Exercise 1.4 (optional)
Apply the methodology from Measuring and choosing the right amount of memory to your own code to find how much memory it uses.
Exercise 2.1
This code runs a parameter search with a fast simulation step. The
function simulate
runs on GPUs and is very fast. How would you
improve the I/O performance of this code?
for parameter in parameters:
for datafile in datafiles:
with open(datafile) as f:
data = f.read()
result = simulate(data, parameter)
with open('results.json', 'a') as f:
f.write(json.dumps(result))
Exercise 2.2
Find an example machine learning training script in https://github.com/coderefinery/CIFAR100_example. The data used is small enough to run on most systems, and the workflow is not especially problematic from I/O perspectice.
You are preparing to use the workflow for a significantly larger dataset. What should you take into account?
Count the number of file operations in a single epoch.
Study the code and find where the file operations actually happen. Can you improve the workflow to reduce load on the disk. Does this improve performance?
Exercise 2.3
Use dd to generate a large file. Try this on you local machine and on an HPC system. Which is faster? When would the HPC system be slower than a desktop?
Exercise 2.4: Meteorological data processing
Find an example meteorological data processing pipeline at https://github.com/coderefinery/meteorological-data-processing-exercise.

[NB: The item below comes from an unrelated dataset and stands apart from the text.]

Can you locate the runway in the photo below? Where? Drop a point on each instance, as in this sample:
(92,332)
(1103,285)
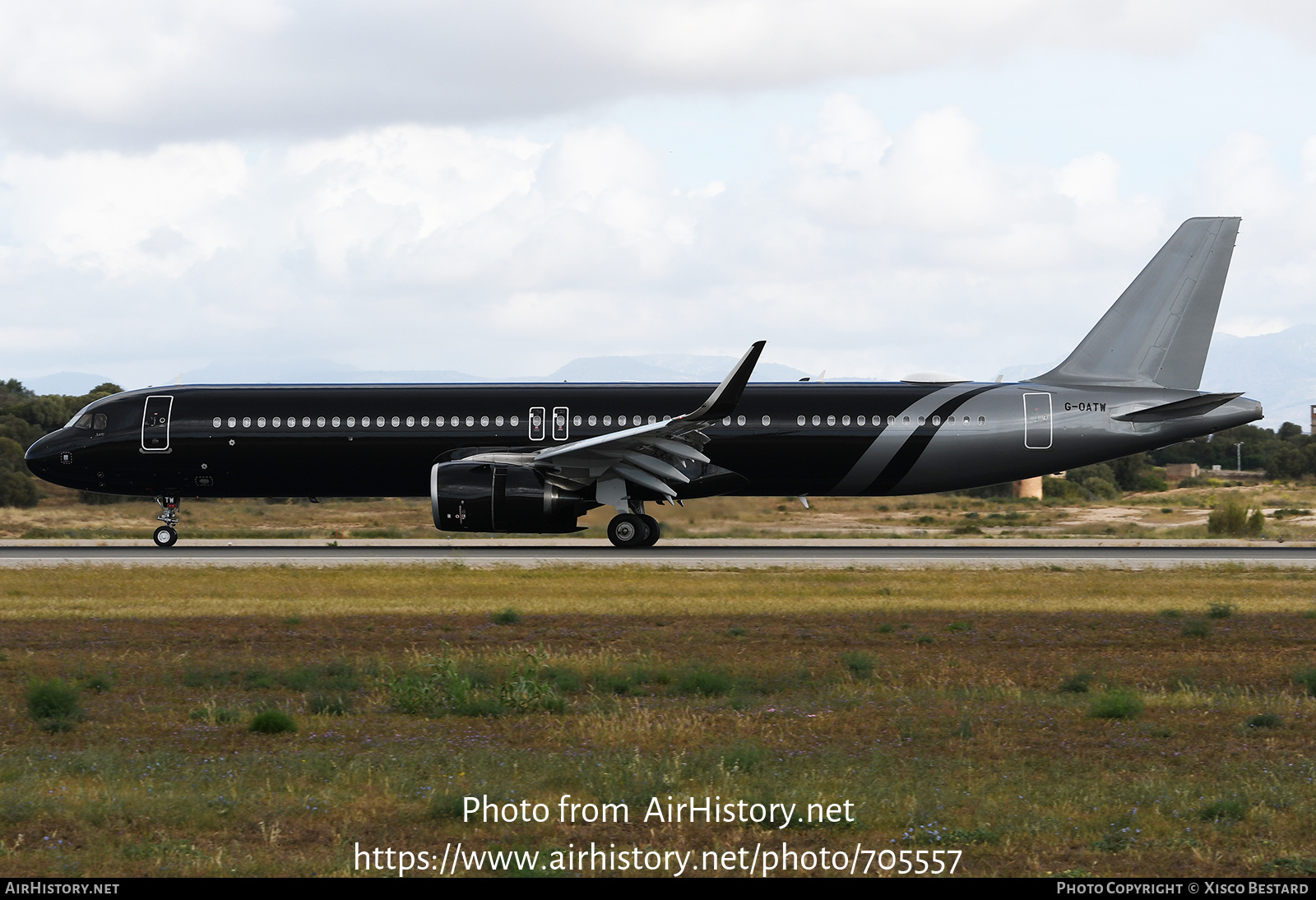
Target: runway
(677,554)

Read the instructions in the readme and generate example data.
Research commonly used data types for this type of data.
When does the process load data? How would you study possible I/O issues?
Can you improve data handling in the code?
Exercise X: Bring your own code and issues
Study I/O patterns in your own code. How much time does your code spend waiting for I/O? Is this a significant portion of the time? How can you improve this?